Tarot cards are designed to be evocative. They evoke feelings, thoughts, and memories through their rich symbolism. They conjure up stories, literary allusions, metaphors, clichés, myths, fairy and folk tales. The ambiguous, context-less images stir the imagination and encourages projection.
Below are a few of my favourite evocative cards from various decks. Look at the wealth of symbols—colours, geometric forms, objects, animals. Some cards challenge you to find the story behind the card. Some evoke emotion; others portray emotion—but it is not always clear which emotion.
If you want to know more about these decks, visit Aeclectic.net for reviews and sample images of hundreds of different decks. They have also classified decks by theme (fantasy, Rider-Waite clones, cats, vampires, flowers, medieval & renaissance, modern, and so on) and characteristics (such as computer generated, unusually shaped cards, and decks that have suit-element associations differing from convention set by the Rider-Waite decks and its clones). Tarot.com has images from popular decks that you can browse.

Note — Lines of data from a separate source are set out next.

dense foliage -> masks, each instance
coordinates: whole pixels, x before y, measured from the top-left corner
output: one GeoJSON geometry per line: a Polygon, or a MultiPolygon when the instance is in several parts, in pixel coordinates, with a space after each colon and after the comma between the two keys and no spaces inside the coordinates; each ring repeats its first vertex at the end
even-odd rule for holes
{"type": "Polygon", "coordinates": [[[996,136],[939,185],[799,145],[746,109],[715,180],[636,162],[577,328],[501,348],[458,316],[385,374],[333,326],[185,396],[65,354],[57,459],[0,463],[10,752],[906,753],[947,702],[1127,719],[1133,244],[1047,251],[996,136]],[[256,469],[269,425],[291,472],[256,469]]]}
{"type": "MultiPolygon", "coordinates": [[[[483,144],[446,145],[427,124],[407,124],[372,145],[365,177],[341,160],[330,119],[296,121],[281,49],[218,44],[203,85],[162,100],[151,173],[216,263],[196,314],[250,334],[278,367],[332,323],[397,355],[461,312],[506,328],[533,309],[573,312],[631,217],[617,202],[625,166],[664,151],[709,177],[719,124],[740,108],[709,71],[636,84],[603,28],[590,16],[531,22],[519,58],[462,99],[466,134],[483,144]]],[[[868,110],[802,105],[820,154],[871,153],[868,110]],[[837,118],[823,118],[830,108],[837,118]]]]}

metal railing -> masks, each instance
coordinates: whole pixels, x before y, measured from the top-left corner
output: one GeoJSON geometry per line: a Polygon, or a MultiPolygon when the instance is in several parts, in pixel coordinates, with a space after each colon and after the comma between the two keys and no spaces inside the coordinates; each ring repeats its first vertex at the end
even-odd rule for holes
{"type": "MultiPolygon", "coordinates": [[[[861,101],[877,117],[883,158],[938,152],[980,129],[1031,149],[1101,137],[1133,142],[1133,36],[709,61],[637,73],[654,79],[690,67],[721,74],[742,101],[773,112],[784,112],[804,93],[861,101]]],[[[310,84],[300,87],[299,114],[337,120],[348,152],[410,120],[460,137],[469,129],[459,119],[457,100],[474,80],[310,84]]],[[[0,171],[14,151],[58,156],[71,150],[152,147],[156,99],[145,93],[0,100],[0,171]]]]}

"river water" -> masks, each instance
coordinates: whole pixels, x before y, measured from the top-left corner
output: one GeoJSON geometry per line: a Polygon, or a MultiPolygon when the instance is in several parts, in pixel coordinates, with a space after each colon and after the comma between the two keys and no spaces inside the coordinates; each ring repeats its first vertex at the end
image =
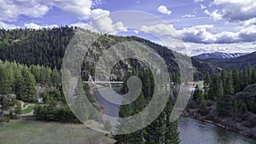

Magic Realist Press’ Bohemian Gothic Tarot is excellent when it comes to provocative images. What do you think happened in the first card? Is the woman mourning the dead dove, or did she kill it? Is she mourning a lost love (like one of the doves)? Who is the woman in the second card? Is she celebrating, gleeful, waiting for a lover? And card 3: Jekyll or Hyde?
Robert Place’s Alchemical Tarot contains a wealth of symbols, with an alchemical slant. The images are interesting variations on the traditional Rider-Waite clones.
Mark McElroy’s Bright Idea Deck is sadly out of print, but might still be available in some shops. It is a lovely contemporary deck, filled with symbols. The deck was created to be used in a business context, leading to appealing variations on the Rider-Waite themes. There is also a great deal of humour—look at the VII Advancement (the Chariot) and the dilemma the poor man is facing in Green 2 Decision (Two of Pentacles). And Trump XX (Judgement) …. (The major arcana are in purple. Yellow corresponds to Swords, blue to Cups, green to Pentacles, and red to Wands.)
The Victorian Romantic Tarot from Magic Realist Press is another brilliantly evocative deck. Look at their take on The Tower. And the Devil!
You might get the impression that I’m a fan of Magic Realist Press decks …. Here are some cards from the Fantastic Menagerie Tarot.
And the magical Fairytale Tarot (also Magic Realist Press).
Rachel Pollack’s Shining Tribe Tarot is colourful and unconventional, with a primitive feel. The bright colours are integral to the symbolic value of the deck. The accompanying book has a fascinating emphasis on the myths that inform the deck.
The Romani Buckland Tarot by Raymond Buckland is based on the British Rom (Gypsy) culture.
The Tarot of Metamorphosis is both unconventional and surreal, with people and objects morphing into something else.
Ciro Marchetti’s Tarot of Dreams has the astrological symbol, Hebrew letter and position on the Kabbalistic Tree of Life in the corners of the major arcana cards. These are all associations that were added since the late 1700s, when, as far as we know, the cards were first used for divination. The minor arcana astrological symbols form part of the border of each card.
The Quantum Tarot uses science and physics symbols to illustrate the cards.
The Haindl Tarot is a gorgeous and unconventional deck, again one that makes use of symbols and colours to convey meaning.
The Rider-Waite deck, designed by Arthur Edward Waite and illustrated by Pamela Colman Smith, is based on symbology defined by the Hermetic Order of the Golden Dawn.